Patients with ALF typically present with coagulopathy, and depending on the severity of the condition high INR values, thrombocytopenia and hypofibrinogenemia are usually detected [21]. Adding an invasive therapeutic intervention potentially worsening the coagulopathy and thereby putting the patients in a state of increased risk of bleeding is highly questionable. Indeed, after starting MARS we detected a statistically significant increase in INR, and decreases in platelet count and fibrinogen. We consider it unlikely that these impairments in coagulopathy solely mirror a spontaneous worsening of liver failure, and our results are in accordance with reports from other authors [22,23]. The patient who succumbed of ICH during MARS presented with severe coagulopathy and in particular hypofibrinogenemia worsened during treatment, emphasizing the necessity of close monitoring and aggressive correction of coagulation disorders. This is in particular important for centers monitoring their comatose liver failure patients with ICP monitors [24,25]. We consider the risk of ICH is too high in these patients and have therefore abandoned inserting ICP monitors and rely upon intermittent transcranial Doppler sonography measurements [26,27].

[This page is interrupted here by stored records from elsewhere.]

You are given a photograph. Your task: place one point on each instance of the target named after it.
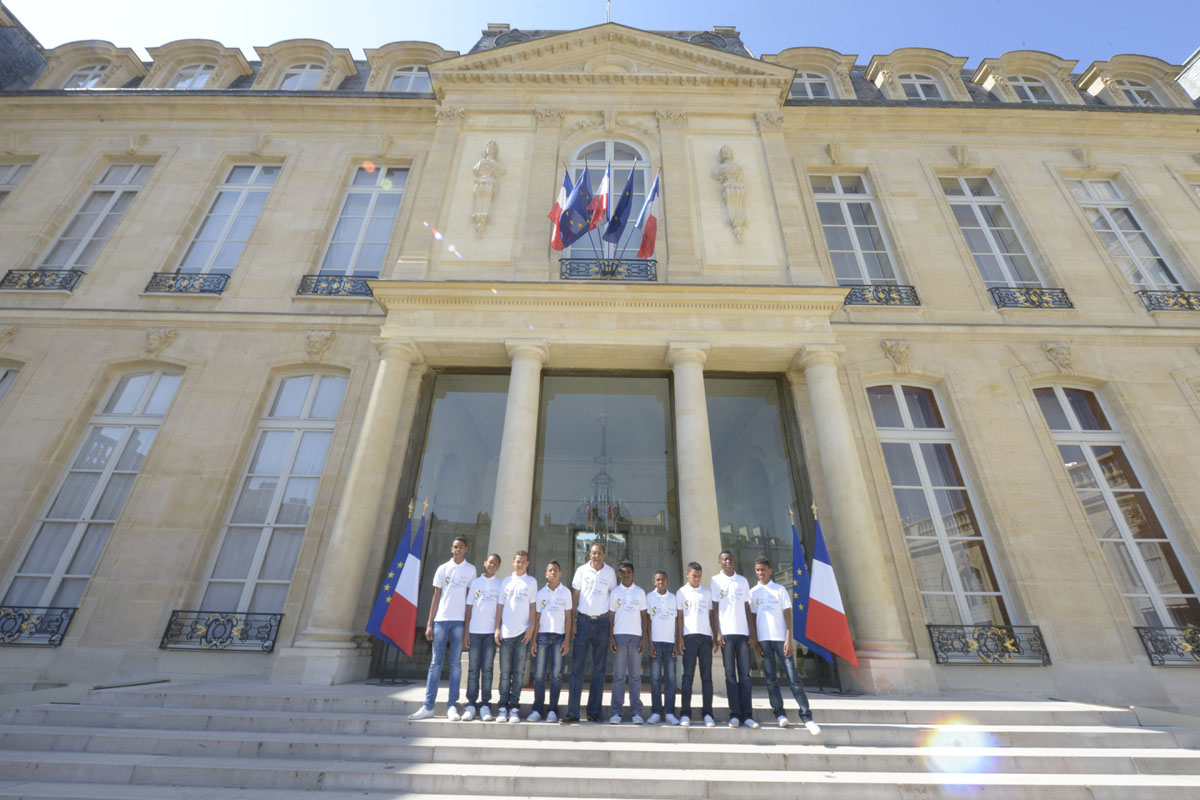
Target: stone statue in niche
(732, 180)
(487, 174)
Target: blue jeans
(736, 656)
(773, 653)
(697, 647)
(483, 653)
(448, 632)
(549, 659)
(591, 632)
(513, 655)
(663, 665)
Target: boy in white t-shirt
(479, 638)
(627, 638)
(444, 627)
(514, 631)
(552, 642)
(771, 608)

Like worsening of coagulopathy, electrolyte disturbances regularly occur after start of MARS treatment and close monitoring also of phosphate and magnesium, which are usually not measured at the bedside with blood gas devices, is required [28]. However, it does not seem to be an increased risk of developing hyponatremia possibly contributing to brain edema [29].

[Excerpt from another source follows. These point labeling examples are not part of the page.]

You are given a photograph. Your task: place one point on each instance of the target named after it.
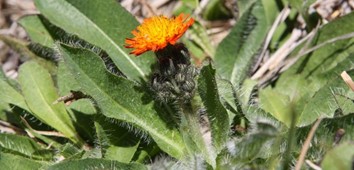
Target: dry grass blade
(347, 79)
(306, 145)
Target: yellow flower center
(157, 32)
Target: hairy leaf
(39, 92)
(217, 114)
(237, 52)
(120, 98)
(103, 27)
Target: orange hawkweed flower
(157, 32)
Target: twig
(306, 145)
(312, 165)
(280, 18)
(45, 133)
(342, 37)
(348, 80)
(279, 55)
(9, 128)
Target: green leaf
(21, 47)
(14, 162)
(217, 114)
(116, 142)
(237, 52)
(18, 144)
(341, 157)
(256, 144)
(312, 86)
(91, 164)
(10, 95)
(106, 26)
(327, 57)
(36, 30)
(119, 98)
(216, 10)
(327, 135)
(334, 96)
(39, 92)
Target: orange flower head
(157, 32)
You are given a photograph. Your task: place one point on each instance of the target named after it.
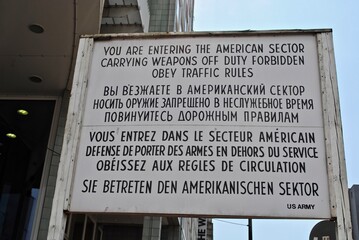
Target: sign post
(220, 124)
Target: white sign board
(208, 125)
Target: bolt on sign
(203, 124)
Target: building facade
(38, 47)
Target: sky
(341, 17)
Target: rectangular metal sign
(205, 125)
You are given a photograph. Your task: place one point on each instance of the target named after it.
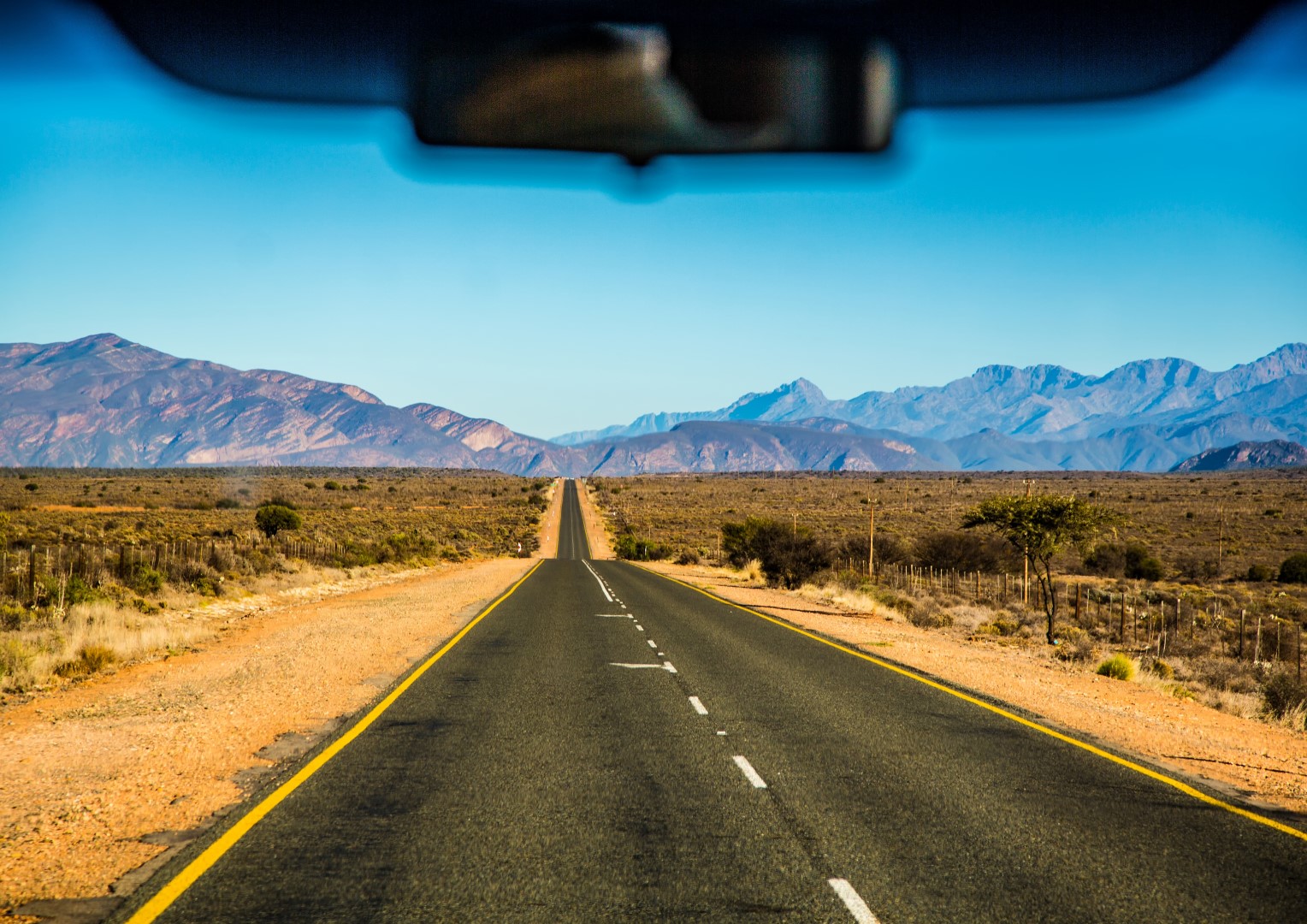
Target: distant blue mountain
(106, 401)
(1145, 416)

There are extracorporeal circuits other than MARS. However, neither the Prometheus system (Fresenius GmBH) [30], single-pass albumin dialysis [31] or plasma exchange therapy [32,33] have been able to show improved survival rates as compared to standard medical therapy, and there is no convincing evidence suggesting that one of the methods is superior compared to others [5]. Although refining existing methods by e.g. increasing filtration rates in the MARS system may be beneficial, we encourage development of other methods like hepatocyte-based bioartificial liver dialysis systems [34,35].

In conclusion, this study indicates that continuous MARS therapy may be of value in bridging liver failure patients to LT under close observation and treatment of coagulopathy and electrolyte disturbances. Increasing flow rates on the CRRT side of the circuit is likely to increase ammonia removal, but this needs to be explored in future studies.